Au Moyen-Orient, le passeport émirati est le plus élevé dans le classement (12e, 179 pays accessibles sans visa). Le passeport chilien est le plus puissant d'Amérique du Sud (15e, 174 pays). En Afrique, c'est l'île Maurice (29e, 148 destinations accessibles sans visa). Certes, d'autres méthodes de classements existent. Ainsi, l'étude d'Arton Capital classe les Émirats arabes unis pays au passeport le plus fort en 2023.
Les experts s'accordent cependant pour souligner un écart toujours plus grand entre les pays du Nord et les pays du Sud. Pour Henley & Partners, l'écart entre les pays en tête de classement et en bas de classement ne cesse de grandir depuis 2006. La géopolitique des visas crée-t-elle de nouvelles inégalités dans le monde ?
Inégalités en matière de passeports
L'on pourrait objecter qu'il ne s'agit que d'une question de formalité. Si le pays n'est accessible qu'avec un visa, il suffit d'en faire un. Mais c'est ici que les ennuis commencent. Il y a tout d'abord la question de l'argent, avec des visas au coût parfois exorbitant.
Même lorsqu'on possède l'argent pour faire sa demande de visa, les démarches administratives peuvent en décourager plus d'un. L'État d'accueil peut en effet demander tous les documents qu'il juge utiles, documents parfois difficiles à obtenir. Ainsi, certains pays demandent une lettre d'invitation ou un certificat d'hébergement comportant l'accord de services administratifs du pays dans lequel on voyage (par exemple, l'accord de la Direction Départementale de la Surveillance du Territoire). Problème : ces services sont loin d'être connus et visibles. Pas de site Internet, encore moins d'adresse mail. Autre problème : le temps. Il faut parfois attendre plusieurs mois pour obtenir son visa, alors que tous les papiers sont en règle.

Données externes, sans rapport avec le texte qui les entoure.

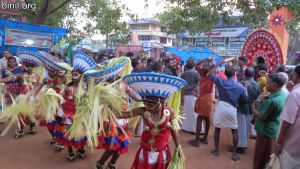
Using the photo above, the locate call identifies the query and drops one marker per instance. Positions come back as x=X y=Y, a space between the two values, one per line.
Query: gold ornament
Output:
x=151 y=141
x=154 y=131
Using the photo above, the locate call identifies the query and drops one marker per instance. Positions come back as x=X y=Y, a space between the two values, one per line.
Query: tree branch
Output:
x=58 y=7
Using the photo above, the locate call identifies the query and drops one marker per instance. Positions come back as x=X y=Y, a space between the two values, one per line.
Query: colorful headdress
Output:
x=29 y=57
x=110 y=69
x=52 y=63
x=154 y=84
x=83 y=62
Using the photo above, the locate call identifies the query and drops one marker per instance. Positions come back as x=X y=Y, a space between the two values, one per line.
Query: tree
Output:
x=254 y=12
x=50 y=12
x=173 y=20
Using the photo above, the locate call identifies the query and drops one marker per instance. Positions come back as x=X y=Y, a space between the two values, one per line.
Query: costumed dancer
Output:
x=31 y=82
x=115 y=137
x=12 y=77
x=65 y=118
x=56 y=81
x=154 y=151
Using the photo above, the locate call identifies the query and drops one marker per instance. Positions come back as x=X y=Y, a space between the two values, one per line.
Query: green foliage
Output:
x=254 y=12
x=55 y=11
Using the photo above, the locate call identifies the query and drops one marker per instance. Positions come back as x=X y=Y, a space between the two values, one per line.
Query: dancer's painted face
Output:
x=151 y=106
x=76 y=75
x=52 y=73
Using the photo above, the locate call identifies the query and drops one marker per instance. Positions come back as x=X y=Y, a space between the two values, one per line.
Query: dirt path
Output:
x=33 y=152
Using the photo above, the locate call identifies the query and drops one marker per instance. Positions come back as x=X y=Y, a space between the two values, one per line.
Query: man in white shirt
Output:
x=3 y=61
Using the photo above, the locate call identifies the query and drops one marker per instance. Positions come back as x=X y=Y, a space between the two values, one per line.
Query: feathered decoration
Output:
x=20 y=106
x=48 y=103
x=101 y=103
x=133 y=122
x=177 y=159
x=174 y=102
x=127 y=68
x=83 y=109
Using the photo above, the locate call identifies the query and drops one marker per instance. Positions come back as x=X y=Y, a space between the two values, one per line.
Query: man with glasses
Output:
x=267 y=120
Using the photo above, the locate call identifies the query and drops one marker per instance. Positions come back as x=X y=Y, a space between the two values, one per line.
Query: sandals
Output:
x=32 y=130
x=52 y=141
x=81 y=153
x=71 y=156
x=111 y=166
x=19 y=133
x=99 y=166
x=58 y=148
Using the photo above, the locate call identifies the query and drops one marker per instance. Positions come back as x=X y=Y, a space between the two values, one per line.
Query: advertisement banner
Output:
x=28 y=39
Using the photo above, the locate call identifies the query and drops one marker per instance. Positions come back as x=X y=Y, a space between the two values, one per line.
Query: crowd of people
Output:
x=250 y=100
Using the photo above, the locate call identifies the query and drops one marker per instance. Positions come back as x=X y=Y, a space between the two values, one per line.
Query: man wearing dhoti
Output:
x=225 y=116
x=245 y=109
x=191 y=91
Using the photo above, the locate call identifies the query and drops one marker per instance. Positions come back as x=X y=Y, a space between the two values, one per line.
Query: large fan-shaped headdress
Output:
x=262 y=43
x=154 y=84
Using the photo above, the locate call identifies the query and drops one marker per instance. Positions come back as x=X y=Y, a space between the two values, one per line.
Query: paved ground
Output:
x=33 y=152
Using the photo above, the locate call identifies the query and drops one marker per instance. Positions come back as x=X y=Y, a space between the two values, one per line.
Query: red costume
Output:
x=61 y=129
x=154 y=140
x=55 y=84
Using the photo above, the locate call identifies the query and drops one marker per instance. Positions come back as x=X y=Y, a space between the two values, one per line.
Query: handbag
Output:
x=274 y=162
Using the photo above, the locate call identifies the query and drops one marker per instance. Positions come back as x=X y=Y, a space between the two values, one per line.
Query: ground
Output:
x=33 y=152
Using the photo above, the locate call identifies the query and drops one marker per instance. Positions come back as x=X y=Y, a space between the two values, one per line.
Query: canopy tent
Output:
x=196 y=53
x=180 y=53
x=16 y=35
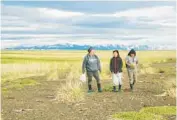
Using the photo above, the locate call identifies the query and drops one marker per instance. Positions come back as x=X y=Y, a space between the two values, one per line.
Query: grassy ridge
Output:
x=58 y=65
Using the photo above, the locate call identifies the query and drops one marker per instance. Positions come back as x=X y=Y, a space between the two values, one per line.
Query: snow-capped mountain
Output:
x=69 y=46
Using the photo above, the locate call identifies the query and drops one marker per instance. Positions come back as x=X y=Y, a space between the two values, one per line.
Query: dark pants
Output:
x=94 y=74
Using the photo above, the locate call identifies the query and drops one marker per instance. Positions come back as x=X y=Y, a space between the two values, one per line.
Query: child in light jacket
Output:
x=116 y=70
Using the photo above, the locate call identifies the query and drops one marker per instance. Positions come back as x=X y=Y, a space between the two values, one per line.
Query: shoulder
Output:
x=96 y=56
x=127 y=57
x=120 y=58
x=86 y=56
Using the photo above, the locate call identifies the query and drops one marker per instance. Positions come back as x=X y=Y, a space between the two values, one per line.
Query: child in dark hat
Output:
x=116 y=70
x=131 y=65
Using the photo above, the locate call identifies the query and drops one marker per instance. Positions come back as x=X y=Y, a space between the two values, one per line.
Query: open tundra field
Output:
x=45 y=85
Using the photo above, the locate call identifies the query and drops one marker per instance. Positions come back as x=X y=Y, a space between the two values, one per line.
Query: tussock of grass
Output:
x=71 y=91
x=108 y=88
x=148 y=113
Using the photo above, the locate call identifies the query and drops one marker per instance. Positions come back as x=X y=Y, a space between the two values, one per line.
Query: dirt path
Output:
x=37 y=102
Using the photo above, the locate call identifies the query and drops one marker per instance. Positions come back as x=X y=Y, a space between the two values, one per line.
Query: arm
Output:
x=110 y=65
x=126 y=61
x=84 y=65
x=121 y=64
x=99 y=65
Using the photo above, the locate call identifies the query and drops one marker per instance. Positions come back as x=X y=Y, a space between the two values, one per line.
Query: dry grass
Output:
x=66 y=65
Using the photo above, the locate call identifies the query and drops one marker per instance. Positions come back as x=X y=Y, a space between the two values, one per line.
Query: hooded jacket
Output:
x=91 y=63
x=116 y=64
x=132 y=51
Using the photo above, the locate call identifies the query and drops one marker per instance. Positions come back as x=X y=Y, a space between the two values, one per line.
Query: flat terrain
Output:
x=33 y=97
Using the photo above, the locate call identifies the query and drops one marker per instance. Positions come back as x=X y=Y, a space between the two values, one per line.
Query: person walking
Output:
x=91 y=64
x=116 y=70
x=131 y=65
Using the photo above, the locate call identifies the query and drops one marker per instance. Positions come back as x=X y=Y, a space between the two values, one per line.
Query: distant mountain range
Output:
x=68 y=46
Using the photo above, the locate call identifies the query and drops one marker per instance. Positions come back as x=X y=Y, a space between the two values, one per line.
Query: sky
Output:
x=91 y=23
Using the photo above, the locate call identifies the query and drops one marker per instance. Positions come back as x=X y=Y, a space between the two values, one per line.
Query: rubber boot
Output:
x=134 y=82
x=114 y=89
x=119 y=88
x=99 y=87
x=131 y=87
x=90 y=88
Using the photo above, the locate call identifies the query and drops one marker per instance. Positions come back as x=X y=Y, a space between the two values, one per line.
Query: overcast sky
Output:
x=41 y=23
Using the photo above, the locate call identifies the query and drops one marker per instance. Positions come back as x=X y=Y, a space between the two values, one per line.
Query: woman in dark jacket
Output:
x=116 y=70
x=131 y=65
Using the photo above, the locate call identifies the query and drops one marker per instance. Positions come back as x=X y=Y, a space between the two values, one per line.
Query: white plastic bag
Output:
x=83 y=78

La liberté de circulation irait-elle davantage dans un sens que dans l'autre ? C'est toute la question des passeports forts et des passeports faibles. Certes, ils résultent d'accords bilatéraux entre les États. Là encore, certains y voient des inégalités de traitement entre les pays. Car la réciprocité n'est pas toujours de mise. Le citoyen d'un pays A peut être exempté de visa pour voyager dans un pays B. Mais le ressortissant du pays B devra obtenir un visa pour se rendre dans le pays A. À la mi-juillet, Israël a ainsi annoncé que les citoyens américains pourront désormais séjourner sur le territoire sans visa. Une main tendue qui vise à entrer dans le programme d'exemption de visa des États-Unis. Cela fait plusieurs années qu'Israël œuvre pour entrer dans le programme. Avec cette nouvelle mesure, l'État israélien espère parvenir à une réciprocité.
Conclusion
On le voit avec le Golden visa, passeports et exemptions sont une affaire de géopolitique. Les États ont tout intérêt à conclure des accords avec d'autres États « partenaires » (partenaires commerciaux, diplomatiques, etc.). Par exemple, l'espace Schengen est accessible sans visa à une large partie du monde sauf le continent africain (excepté l'île Maurice et les Seychelles) et le continent asiatique (excepté la Corée du Sud, le Japon, Taïwan, Hong Kong, la Malaisie et Israël).
Ces différences sont autant de visions du monde, avec, d'un côté, des zones de circulation libre, sans visa, et de l'autre, des zones exclues de cette liberté de circulation. D'où cette notion d'inégalité entre les pays. Faut-il remettre en cause le concept de passeports forts et passeports faibles (et donc, revoir les accords bilatéraux) ? La question ne se pose pas pour des États qui visent plutôt à renforcer leurs frontières extérieures tout en facilitant la circulation au sein de leur espace.